Fethi'yle bundan 1,5 ay önce tanışmıştık. Hastaneye getirildiği halini tekrar hatırlarken kalbime bir sızı girdi. Kalp pilini taktığımızda daha iyi olsa da kalp pili kendisine kesin bir iyileşme sağlamayacağından geçici olarak takılması uygun görülmüştü.

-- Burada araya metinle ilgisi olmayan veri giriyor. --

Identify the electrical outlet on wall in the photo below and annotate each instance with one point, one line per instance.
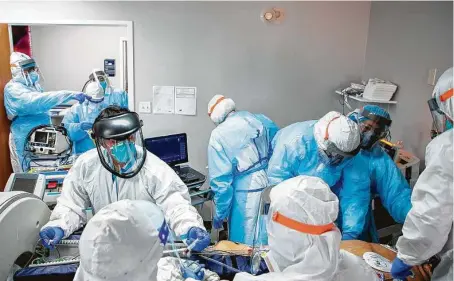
(144, 107)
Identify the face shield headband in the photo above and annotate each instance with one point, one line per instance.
(119, 142)
(30, 72)
(441, 121)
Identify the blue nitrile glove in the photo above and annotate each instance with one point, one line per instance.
(202, 237)
(51, 236)
(79, 97)
(217, 223)
(191, 269)
(86, 126)
(399, 270)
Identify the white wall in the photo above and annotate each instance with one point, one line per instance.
(287, 71)
(407, 39)
(67, 54)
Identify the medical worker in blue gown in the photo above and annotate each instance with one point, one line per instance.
(238, 154)
(79, 119)
(314, 148)
(27, 105)
(371, 172)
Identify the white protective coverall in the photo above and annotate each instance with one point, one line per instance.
(307, 203)
(121, 242)
(427, 229)
(89, 184)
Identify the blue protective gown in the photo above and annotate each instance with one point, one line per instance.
(238, 154)
(295, 152)
(369, 173)
(86, 112)
(28, 107)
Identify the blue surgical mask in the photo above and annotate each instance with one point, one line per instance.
(34, 76)
(124, 151)
(103, 85)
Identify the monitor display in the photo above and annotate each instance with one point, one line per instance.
(24, 184)
(41, 137)
(171, 149)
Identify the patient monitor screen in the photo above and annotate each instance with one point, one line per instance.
(41, 137)
(21, 184)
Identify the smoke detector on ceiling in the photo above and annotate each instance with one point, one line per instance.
(272, 15)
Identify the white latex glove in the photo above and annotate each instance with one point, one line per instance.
(169, 270)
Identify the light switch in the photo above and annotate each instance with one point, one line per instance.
(144, 107)
(432, 76)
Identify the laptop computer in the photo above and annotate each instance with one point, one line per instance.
(173, 149)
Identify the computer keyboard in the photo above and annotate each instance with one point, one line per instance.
(68, 242)
(75, 260)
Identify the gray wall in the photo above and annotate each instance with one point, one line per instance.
(406, 40)
(287, 71)
(67, 54)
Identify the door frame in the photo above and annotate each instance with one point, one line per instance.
(129, 36)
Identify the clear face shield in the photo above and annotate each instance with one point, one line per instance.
(30, 72)
(119, 142)
(373, 129)
(441, 122)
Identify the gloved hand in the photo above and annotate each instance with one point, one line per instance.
(399, 270)
(79, 97)
(51, 236)
(86, 126)
(217, 223)
(202, 237)
(191, 269)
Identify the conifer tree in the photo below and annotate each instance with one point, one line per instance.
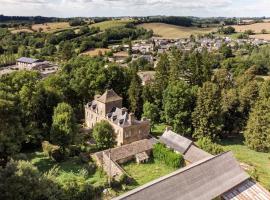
(207, 118)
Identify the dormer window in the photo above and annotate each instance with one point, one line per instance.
(121, 121)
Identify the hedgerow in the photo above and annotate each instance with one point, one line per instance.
(167, 156)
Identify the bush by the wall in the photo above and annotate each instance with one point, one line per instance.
(207, 145)
(167, 156)
(53, 151)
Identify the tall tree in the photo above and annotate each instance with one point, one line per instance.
(161, 79)
(135, 95)
(257, 133)
(11, 133)
(151, 111)
(103, 133)
(207, 118)
(64, 126)
(178, 103)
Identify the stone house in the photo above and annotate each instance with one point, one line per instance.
(110, 160)
(108, 107)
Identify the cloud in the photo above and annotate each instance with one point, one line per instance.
(135, 7)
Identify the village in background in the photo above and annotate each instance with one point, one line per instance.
(134, 108)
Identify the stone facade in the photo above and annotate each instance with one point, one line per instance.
(108, 107)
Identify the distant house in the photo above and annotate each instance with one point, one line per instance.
(109, 160)
(217, 177)
(44, 67)
(27, 63)
(184, 146)
(146, 77)
(108, 107)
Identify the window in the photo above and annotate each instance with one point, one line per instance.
(127, 134)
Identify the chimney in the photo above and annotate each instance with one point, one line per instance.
(131, 118)
(144, 119)
(97, 96)
(168, 128)
(124, 110)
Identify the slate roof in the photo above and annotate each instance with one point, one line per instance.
(175, 141)
(109, 96)
(27, 60)
(183, 145)
(128, 150)
(203, 180)
(132, 149)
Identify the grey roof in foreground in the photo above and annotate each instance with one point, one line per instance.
(27, 60)
(203, 180)
(175, 141)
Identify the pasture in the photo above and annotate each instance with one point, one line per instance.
(257, 27)
(173, 32)
(109, 24)
(261, 36)
(95, 52)
(51, 27)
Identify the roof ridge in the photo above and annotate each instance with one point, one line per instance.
(173, 174)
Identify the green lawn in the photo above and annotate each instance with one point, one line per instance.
(158, 129)
(69, 169)
(109, 24)
(261, 161)
(144, 173)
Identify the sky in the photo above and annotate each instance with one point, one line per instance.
(90, 8)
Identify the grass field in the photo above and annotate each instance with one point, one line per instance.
(69, 169)
(172, 31)
(158, 129)
(261, 36)
(51, 27)
(144, 173)
(257, 27)
(46, 27)
(95, 52)
(260, 161)
(109, 24)
(20, 30)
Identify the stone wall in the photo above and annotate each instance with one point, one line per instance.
(115, 170)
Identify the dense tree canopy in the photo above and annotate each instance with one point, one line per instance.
(103, 134)
(64, 127)
(179, 102)
(207, 118)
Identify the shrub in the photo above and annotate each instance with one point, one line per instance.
(57, 155)
(84, 158)
(207, 145)
(74, 150)
(167, 156)
(53, 151)
(91, 168)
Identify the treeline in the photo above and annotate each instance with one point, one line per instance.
(180, 21)
(66, 44)
(200, 95)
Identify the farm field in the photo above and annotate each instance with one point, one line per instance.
(51, 27)
(260, 161)
(261, 36)
(144, 173)
(95, 52)
(257, 27)
(172, 31)
(109, 24)
(68, 170)
(46, 27)
(20, 30)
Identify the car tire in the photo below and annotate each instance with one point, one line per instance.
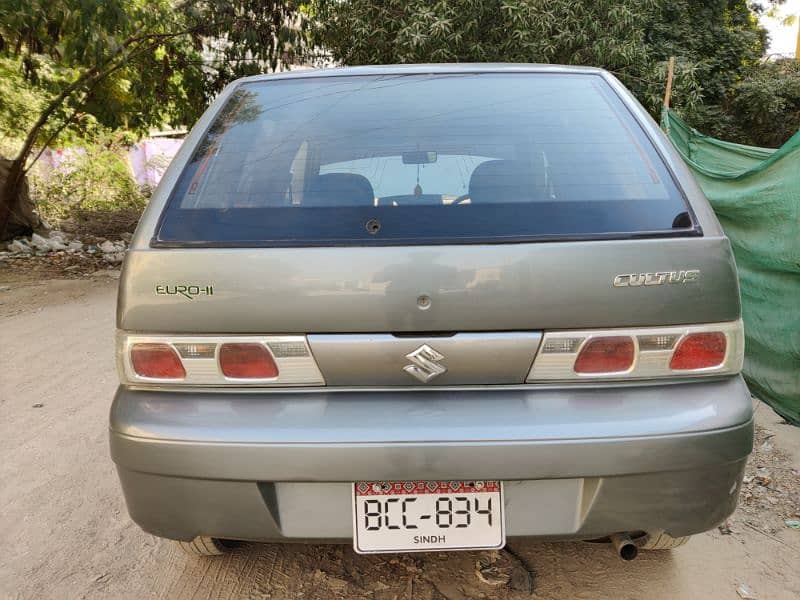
(661, 541)
(203, 546)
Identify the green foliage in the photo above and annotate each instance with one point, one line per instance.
(95, 184)
(247, 37)
(765, 105)
(717, 43)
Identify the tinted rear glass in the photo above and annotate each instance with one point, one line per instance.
(421, 159)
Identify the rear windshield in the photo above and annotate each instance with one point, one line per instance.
(421, 159)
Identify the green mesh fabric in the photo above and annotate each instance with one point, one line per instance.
(755, 193)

Kalp nakli beklediği için hastanede kalması gerekiyordu. İlk başlarda beni sinirden delirtecek dereceye getiren bu huysuzu zamanla öyle çok sevmiştim ki... Onu hayata bağlayan şey, her neyse beni de ona bağlamıştı.

Fethi ellerini boğazına götürüp bir anda gözlerini açarken ben de korkuyla Fethi'yi doğrulttum. Fethi de derin nefeslerle başını boynuma gömdükten sonra yanağıma bir öpücük bırakıp arkasına yaslandı. Ellerim ellerinde Fethi'yi izlerken o da yanında yer açıp benim de yanına uzanmamı sağladı. Başımı omzuna yaslayıp gözlerimi kapattım.

"Beni bırakıp gitme, olur mu?"

Fethi saçlarıma bir öpücük bırakıp derin bir nefes aldı.

"Merak etme, yakışıklılara bir şey olmaz."

Kıkırdayarak Fethi'nin boynuna daha çok gömüldüm. Sonsuza kadar huzurla yaşayacağımız bir dünyanın hayalini kurarken aklımda iki seçenek vardı; ya ben onunla ölecektim, ya o benimle yaşayacaktı.